Multiplies and Squares

b = cp.random.randn(int(1e6)) + cp.random.randn(int(1e6))*1j
a = b.reshape((1000,1000))
c = cp.zeros_like(b)

# Baseline, square, new array
%%timeit -n 100
d = b**2
34.2 µs ± 846 ns per loop (mean ± std. dev. of 7 runs, 100 loops each)

# Baseline, multiply, new array
%%timeit -n 100
d = b*b
12.6 µs ± 826 ns per loop (mean ± std. dev. of 7 runs, 100 loops each)

# Baseline, multiply, preallocated
%%timeit -n 100
cp.multiply(b,b,out=c)
8.33 µs ± 527 ns per loop (mean ± std. dev. of 7 runs, 100 loops each)

# Reshaped, square, new array
%%timeit -n 100
d = a**2
33.1 µs ± 1.34 µs per loop (mean ± std. dev. of 7 runs, 100 loops each)
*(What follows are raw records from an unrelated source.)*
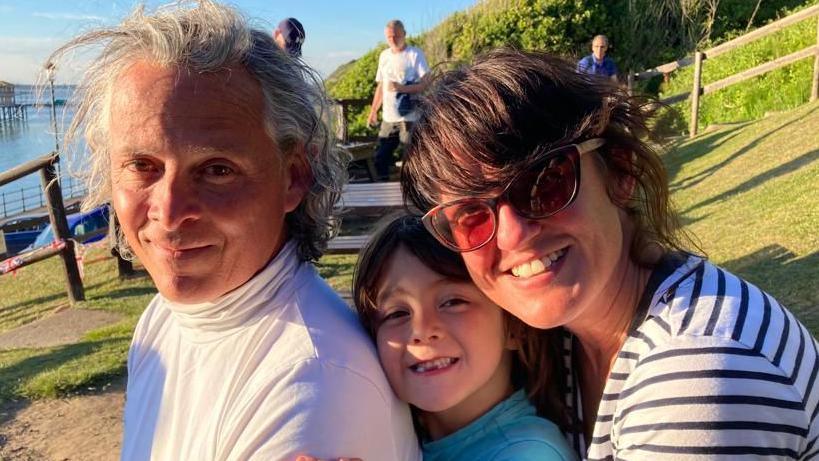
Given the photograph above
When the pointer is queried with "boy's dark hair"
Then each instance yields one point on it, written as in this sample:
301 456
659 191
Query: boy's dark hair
537 363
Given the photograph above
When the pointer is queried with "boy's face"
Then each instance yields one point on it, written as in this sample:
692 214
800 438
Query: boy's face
442 343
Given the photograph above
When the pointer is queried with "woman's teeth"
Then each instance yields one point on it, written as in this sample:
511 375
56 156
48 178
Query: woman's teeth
537 266
436 364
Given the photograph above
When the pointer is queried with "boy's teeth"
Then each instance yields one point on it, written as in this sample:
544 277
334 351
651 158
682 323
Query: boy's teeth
537 266
433 364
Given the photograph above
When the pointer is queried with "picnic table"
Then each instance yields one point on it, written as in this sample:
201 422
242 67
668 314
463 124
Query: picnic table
378 198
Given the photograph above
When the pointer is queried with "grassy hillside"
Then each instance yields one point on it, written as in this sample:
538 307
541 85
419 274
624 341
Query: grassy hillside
781 89
750 193
643 33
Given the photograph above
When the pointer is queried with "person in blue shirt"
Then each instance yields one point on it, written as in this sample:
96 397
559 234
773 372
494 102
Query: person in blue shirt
598 63
478 379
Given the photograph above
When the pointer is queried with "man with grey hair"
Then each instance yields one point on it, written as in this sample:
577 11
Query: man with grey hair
208 142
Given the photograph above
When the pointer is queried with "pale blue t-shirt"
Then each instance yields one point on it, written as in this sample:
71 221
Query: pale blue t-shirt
509 431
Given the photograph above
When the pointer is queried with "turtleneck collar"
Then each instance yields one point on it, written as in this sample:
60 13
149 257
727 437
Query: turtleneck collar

# Reshaped, multiply, new array
%%timeit -n 100
d = a*a
12.5 µs ± 1.3 µs per loop (mean ± std. dev. of 7 runs, 100 loops each)

# Reshaped, multiply, preallocated
c = cp.zeros_like(a)
%%timeit -n 100
cp.multiply(a,a,out=c)
8.33 µs ± 673 ns per loop (mean ± std. dev. of 7 runs, 100 loops each)

# Reshaped, multiply, in-place
%%timeit -n 100
cp.multiply(a,a,out=a)
8.39 µs ± 531 ns per loop (mean ± std. dev. of 7 runs, 100 loops each)
Obvious trends are, preallocate and use the 'out' argument when performing multiplies, even for squares.